The largest gain is also the riskiest. The KV cache holds far less redundant capacity than the weights do, so compressing it is genuinely lossy. Angelos was candid about this from his own testing: the much-discussed Google method TurboQuant was announced as lossless but, in his experience, proved lossy in practice, because any change to the cache is hard for the model to recover from. The fix is again on the training side: distill the model so it grows accustomed to a lower-precision FP8 cache, and you keep most of the accuracy while shrinking the cache 2.5x. That single step lifts throughput from twenty-eight to seventy users per GPU - seventy times what the same hardware served at the start.
Where the frontier labs go
Seventy is what disciplined engineering gets you. Going further means changing the architecture itself, and here the labs are placing different bets. DeepSeek’s multi-head latent attention squeezes each token’s key-value pair into a small latent rather than storing it in full, which both speeds inference and stretches context toward a million tokens; it was one of the more copied ideas after DeepSeek-R1. Qwen swaps standard quadratic attention for a linear network on every other layer, cheaper and longer-context, at some cost to quality. NVIDIA goes furthest, replacing the transformer on a fraction of its layers with state-space models that scale linearly and compute faster, keeping enough transformer layers to hold accuracy up. With architecture-level changes like these, the ladder reaches roughly a hundred and forty users per GPU.
Nothing here is free
Angelos was careful not to oversell any of it. Every technique on the ladder carries a cost. Batching adds latency and runs into a memory ceiling. FP8 quantization takes a small quality hit without the extra training. Speculative decoding needs access to weights and a training pipeline to work well. KV cache compression is the one most likely to degrade output, so the real question is how much degradation you can absorb rather than whether you can avoid it. He was blunter still about the gap between papers and production: many compression methods that report no loss of accuracy were tuned on a handful of benchmarks, and scaled to millions of users they can simply fall apart. You often only find out which ones once they are popular enough to be stress-tested in the wild. Which technique pays depends entirely on the workload.
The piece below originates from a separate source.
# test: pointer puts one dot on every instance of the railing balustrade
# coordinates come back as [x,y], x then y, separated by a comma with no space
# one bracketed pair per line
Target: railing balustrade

The reason any of this matters beyond the engineering reached the room through a question from the floor: today’s token prices are subsidized, by one audience estimate a factor of ten to forty. Angelos’s hope is that optimization, not subsidy, eventually closes that gap. The largest models, he said, have to be subsidized to make economic sense, but he expects smaller, Sonnet-class models to become good enough for nearly all everyday use, at margins that actually work. He already sees the shape of it in agent systems: route each request to the smallest model that can handle it, and reserve the expensive one for planning. ElevenLabs, whose models are smaller by design, is betting on the same logic: squeeze the hardware hard enough, and the economics start to look less like subsidy and more like engineering.